La mujer fijó la mirada en el rostro de Annie y se aferró a ella como si fuera un salvavidas.
—Tienes razón —dijo—. Tengo cosas que hacer.
Y Annie comprendió también lo que quería decir con eso. No se refería a una lista de tareas o gestiones, sino a experiencias que vivir.
—Sí —susurró Annie—. Piensa en lo que tienes que hacer.
—Esta mañana no le di un beso a mi marido al salir de casa, y ya casi es San Valentín —la angustia que se reflejó en su rostro le encogió a Annie el corazón.
Ella tampoco había dado un beso a nadie aquella mañana. Annie no tenía a nadie de quien despedirse antes de salir de casa.
Cuando su madre se jubiló, se mudó a un apartamento más próximo a la ciudad. Annie vivía sola en la casita de los Chase, esperando con paciencia a que el amor irrumpiera en su vida. Le parecía una lástima, no, un crimen, llevar tanto tiempo en el mundo y no haber amado.
Se oyeron unas sirenas lejanas. El atracador volvió a gritar. Los zapatos negros pasaron otra vez junto a Annie, en aquella ocasión con tanta prisa, que se agitaron los bordes del pantalón. El ruido metálico de las puertas al cerrarse indicó que había salido del banco.
Alguien empezó a llorar.
—Gracias a Dios, gracias a Dios —murmuró un hombre.
Sin embargo, los clientes permanecieron pegados al suelo, esperando a que apareciera la policía y les dijera que podían moverse sin correr peligro.
Annie cerró los ojos y sintió una sacudida en el corazón, como si empezara a latir de nuevo. Un brote de emoción la hizo sentirse aún más viva y, tanto si era alivio o enojo o una combinación de ambos, el sentimiento la hizo ponerse en pie. Su mirada se posó en un fragmento de escayola y, después, alzó la vista al agujero abierto en el techo.
«Es un agujero de bala», pensó. El hombre tenía una pistola de verdad y podría haberla matado. Annie podía haber muerto usando ropa interior de saldo y soñando con tomar helado artesano. Y lamentándose de no haber amado nunca. Volvió a sentir náuseas, pero extendió el brazo para ayudar a su nueva amiga a levantarse, aunque los demás seguían tumbados, esperando. Annie movió la cabeza. No iba a esperar ni un segundo más, no si podía evitarlo. Tenía cosas que hacer y ya no iba a seguir postergándolas.
La vida era demasiado corta, narices.
Griffin Chase, abogado y vicepresidente de Chase Electronics, apretó el auricular, y los cantos de plástico se clavaron en la palma de su mano.
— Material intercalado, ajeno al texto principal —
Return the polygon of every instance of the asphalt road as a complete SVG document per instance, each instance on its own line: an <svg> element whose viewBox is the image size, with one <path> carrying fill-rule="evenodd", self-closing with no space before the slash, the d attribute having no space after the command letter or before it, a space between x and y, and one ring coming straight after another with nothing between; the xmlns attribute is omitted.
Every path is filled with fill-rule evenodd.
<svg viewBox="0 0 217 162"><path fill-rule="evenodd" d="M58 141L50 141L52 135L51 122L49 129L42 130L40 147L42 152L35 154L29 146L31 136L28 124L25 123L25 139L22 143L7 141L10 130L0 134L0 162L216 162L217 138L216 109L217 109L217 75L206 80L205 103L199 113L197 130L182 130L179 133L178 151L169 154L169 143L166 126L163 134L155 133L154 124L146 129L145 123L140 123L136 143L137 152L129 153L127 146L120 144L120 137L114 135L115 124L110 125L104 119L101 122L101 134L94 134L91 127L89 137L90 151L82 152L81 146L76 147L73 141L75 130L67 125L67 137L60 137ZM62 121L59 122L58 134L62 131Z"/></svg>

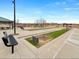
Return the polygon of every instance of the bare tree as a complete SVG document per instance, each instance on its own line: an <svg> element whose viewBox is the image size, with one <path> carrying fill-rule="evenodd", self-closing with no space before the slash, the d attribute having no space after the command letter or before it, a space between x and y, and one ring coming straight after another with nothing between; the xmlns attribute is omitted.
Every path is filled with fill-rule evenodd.
<svg viewBox="0 0 79 59"><path fill-rule="evenodd" d="M36 20L37 26L39 27L44 27L46 24L46 20L44 18L40 18L38 20Z"/></svg>

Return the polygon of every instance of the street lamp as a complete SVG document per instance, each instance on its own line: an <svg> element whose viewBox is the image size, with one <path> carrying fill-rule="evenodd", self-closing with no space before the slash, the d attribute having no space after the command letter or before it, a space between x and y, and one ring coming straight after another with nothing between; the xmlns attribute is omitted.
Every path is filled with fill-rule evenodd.
<svg viewBox="0 0 79 59"><path fill-rule="evenodd" d="M16 0L13 0L12 3L14 5L14 34L16 34Z"/></svg>

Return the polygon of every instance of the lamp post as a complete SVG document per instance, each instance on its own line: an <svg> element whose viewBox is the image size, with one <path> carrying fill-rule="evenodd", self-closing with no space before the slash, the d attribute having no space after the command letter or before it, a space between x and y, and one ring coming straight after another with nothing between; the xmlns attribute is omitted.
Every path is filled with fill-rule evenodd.
<svg viewBox="0 0 79 59"><path fill-rule="evenodd" d="M16 34L16 0L13 0L13 5L14 5L14 34Z"/></svg>

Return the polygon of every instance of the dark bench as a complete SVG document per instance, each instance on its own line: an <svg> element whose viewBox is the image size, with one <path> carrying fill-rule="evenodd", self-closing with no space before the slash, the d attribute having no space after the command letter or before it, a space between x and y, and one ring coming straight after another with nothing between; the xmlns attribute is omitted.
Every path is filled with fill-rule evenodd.
<svg viewBox="0 0 79 59"><path fill-rule="evenodd" d="M5 33L4 33L5 35ZM16 39L13 37L13 35L8 35L8 36L4 36L2 37L2 40L5 44L5 46L7 47L12 47L12 54L14 53L14 46L18 44L18 42L16 41Z"/></svg>

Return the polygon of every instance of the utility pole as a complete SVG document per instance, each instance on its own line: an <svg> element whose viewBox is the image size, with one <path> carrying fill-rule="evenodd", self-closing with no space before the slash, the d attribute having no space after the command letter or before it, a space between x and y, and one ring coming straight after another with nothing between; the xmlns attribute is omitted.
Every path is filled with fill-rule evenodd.
<svg viewBox="0 0 79 59"><path fill-rule="evenodd" d="M13 0L13 5L14 5L14 34L16 34L16 0Z"/></svg>

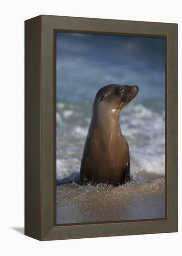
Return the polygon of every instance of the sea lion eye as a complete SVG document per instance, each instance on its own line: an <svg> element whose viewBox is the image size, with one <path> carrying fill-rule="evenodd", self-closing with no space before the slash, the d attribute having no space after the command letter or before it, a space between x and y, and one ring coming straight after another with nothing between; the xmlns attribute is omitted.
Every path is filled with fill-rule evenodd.
<svg viewBox="0 0 182 256"><path fill-rule="evenodd" d="M119 88L119 89L118 89L118 91L119 93L122 93L122 92L124 91L124 89L123 89L121 87L121 88Z"/></svg>
<svg viewBox="0 0 182 256"><path fill-rule="evenodd" d="M102 97L101 97L101 98L100 99L100 102L101 102L101 101L102 101L104 100L104 98L105 98L106 97L106 94L103 95L102 96Z"/></svg>

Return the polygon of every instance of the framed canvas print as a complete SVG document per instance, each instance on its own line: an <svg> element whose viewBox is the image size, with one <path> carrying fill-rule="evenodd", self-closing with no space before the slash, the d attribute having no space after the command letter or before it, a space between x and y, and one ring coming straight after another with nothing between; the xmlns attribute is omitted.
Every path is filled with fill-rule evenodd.
<svg viewBox="0 0 182 256"><path fill-rule="evenodd" d="M177 231L177 25L25 22L25 234Z"/></svg>

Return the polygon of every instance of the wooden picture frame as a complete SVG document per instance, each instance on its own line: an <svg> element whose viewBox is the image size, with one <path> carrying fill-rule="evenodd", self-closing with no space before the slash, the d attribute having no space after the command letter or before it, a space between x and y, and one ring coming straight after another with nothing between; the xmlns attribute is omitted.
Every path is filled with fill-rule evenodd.
<svg viewBox="0 0 182 256"><path fill-rule="evenodd" d="M165 219L55 224L56 31L166 38ZM177 231L177 24L49 15L25 21L25 235L41 241Z"/></svg>

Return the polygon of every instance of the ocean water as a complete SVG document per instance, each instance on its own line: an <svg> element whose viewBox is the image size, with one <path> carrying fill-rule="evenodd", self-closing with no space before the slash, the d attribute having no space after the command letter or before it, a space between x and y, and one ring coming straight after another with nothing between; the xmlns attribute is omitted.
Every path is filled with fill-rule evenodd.
<svg viewBox="0 0 182 256"><path fill-rule="evenodd" d="M131 193L132 189L127 189L130 186L137 186L137 186L141 186L140 191L144 191L147 187L145 184L151 184L149 187L151 189L156 186L157 191L159 184L163 184L163 190L160 192L160 201L155 201L157 203L155 206L153 205L154 208L148 211L152 214L146 212L146 215L142 214L140 217L138 214L136 217L164 217L164 39L58 33L56 40L57 223L81 222L87 220L94 222L95 219L108 221L111 218L115 220L111 217L112 212L105 217L104 213L102 217L100 213L99 216L95 216L95 219L88 218L92 209L97 211L95 205L92 205L88 206L88 215L83 216L80 214L79 203L81 202L83 203L83 197L88 191L89 198L84 201L87 205L95 197L97 190L97 196L100 195L100 200L97 199L100 205L104 203L106 196L109 200L109 194L110 201L114 202L117 191L116 204L118 204L123 190L110 187L107 189L104 185L103 189L99 186L93 189L90 185L82 188L78 185L94 97L100 88L112 83L136 84L139 88L136 99L120 114L122 132L129 146L132 176L131 182L126 187L126 191ZM161 182L156 181L157 180ZM140 202L138 198L137 200ZM67 215L66 219L64 216L67 215L71 202L72 215L70 214L69 219ZM160 210L157 209L159 202L161 202ZM149 203L147 202L144 207ZM142 203L141 205L144 207ZM134 213L136 209L131 210L129 207L129 209L130 215L123 217L124 219L128 219L129 216L134 218L134 214L131 212ZM109 213L109 210L107 211ZM74 218L73 215L76 215L79 217ZM119 215L116 218L119 218Z"/></svg>

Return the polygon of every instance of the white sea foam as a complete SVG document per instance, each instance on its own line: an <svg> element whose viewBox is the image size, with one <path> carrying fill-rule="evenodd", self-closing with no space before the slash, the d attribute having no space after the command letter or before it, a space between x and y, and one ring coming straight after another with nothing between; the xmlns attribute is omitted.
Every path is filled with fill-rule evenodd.
<svg viewBox="0 0 182 256"><path fill-rule="evenodd" d="M73 110L64 110L63 112L63 115L64 118L66 119L68 117L74 115L74 111Z"/></svg>

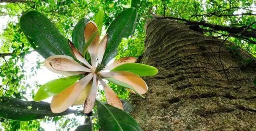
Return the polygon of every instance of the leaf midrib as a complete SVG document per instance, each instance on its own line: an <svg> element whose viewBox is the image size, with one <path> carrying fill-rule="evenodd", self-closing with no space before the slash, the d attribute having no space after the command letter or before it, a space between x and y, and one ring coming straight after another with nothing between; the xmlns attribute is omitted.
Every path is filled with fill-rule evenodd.
<svg viewBox="0 0 256 131"><path fill-rule="evenodd" d="M52 42L50 40L50 39L48 38L48 36L46 35L46 34L44 33L44 32L40 28L39 28L39 26L38 26L37 24L36 24L36 23L34 21L34 20L30 17L30 15L28 14L28 17L30 18L30 20L31 20L31 21L32 22L33 22L33 23L34 23L34 24L35 24L35 25L36 25L36 26L39 29L39 30L40 30L40 31L41 32L42 32L45 36L45 37L46 38L46 40L48 40L48 41L49 41L49 42L52 44L52 45L53 46L53 47L56 49L56 50L57 50L57 51L58 52L59 52L59 53L60 53L62 55L65 55L63 53L62 53L60 50L59 50L59 49L58 49L58 48L56 48L56 47L55 46L55 45L53 44ZM46 18L47 19L48 19L47 18ZM50 21L50 22L51 22L50 20L48 19L48 20ZM53 24L53 23L52 23L52 24ZM54 26L55 26L54 25ZM55 27L56 27L55 26ZM58 30L58 29L57 29Z"/></svg>
<svg viewBox="0 0 256 131"><path fill-rule="evenodd" d="M133 10L132 12L132 13L131 13L131 14L133 14L134 13L134 10ZM130 17L129 17L129 18L128 19L128 20L130 20L131 19L131 17L132 17L132 15L130 15ZM125 24L124 24L124 26L123 26L123 28L124 28L124 27L126 26L126 24L127 24L128 22L129 21L129 20L127 20L126 21L126 22L125 23ZM121 33L120 33L120 34L121 34L122 33L122 32L124 32L123 30L122 30L122 31L121 31ZM121 35L118 35L118 37L117 37L116 39L115 40L116 40L118 38L119 38L120 37L120 36L121 36ZM107 56L108 56L108 55L109 54L109 51L113 47L113 46L114 46L114 44L116 42L116 40L115 40L114 41L114 42L113 43L113 44L112 44L112 45L109 48L109 50L108 50L108 52L107 52L107 53L106 54L106 56L105 56L105 57L104 58L104 59L103 59L104 61L105 61L105 59L106 59L106 58Z"/></svg>
<svg viewBox="0 0 256 131"><path fill-rule="evenodd" d="M111 113L111 111L110 111L109 110L108 108L108 107L107 107L107 106L106 106L105 105L105 104L103 104L101 101L98 101L98 102L100 102L100 104L101 104L102 105L103 105L104 106L104 107L107 109L107 110L109 112L109 113L110 113L110 115L111 115L111 116L114 118L114 120L115 120L116 122L117 123L119 128L120 129L121 129L122 131L124 131L124 130L122 129L122 127L121 127L121 125L120 125L120 124L119 124L119 123L117 121L117 120L116 120L116 117L115 117L114 116L114 115L113 115L112 113Z"/></svg>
—¿Qué? ¿Quién le ha dado este número?
Se había olvidado unos documentos en la residencia familiar aquella mañana, y se había visto obligado a dejar su despacho de Chase Electronics para ir por ellos. Como sus padres y el servicio estaban de vacaciones, había contestado él mismo al teléfono, y se había visto envuelto en una extraña conversación con un detective de la comisaría de policía de Strawberry Bay.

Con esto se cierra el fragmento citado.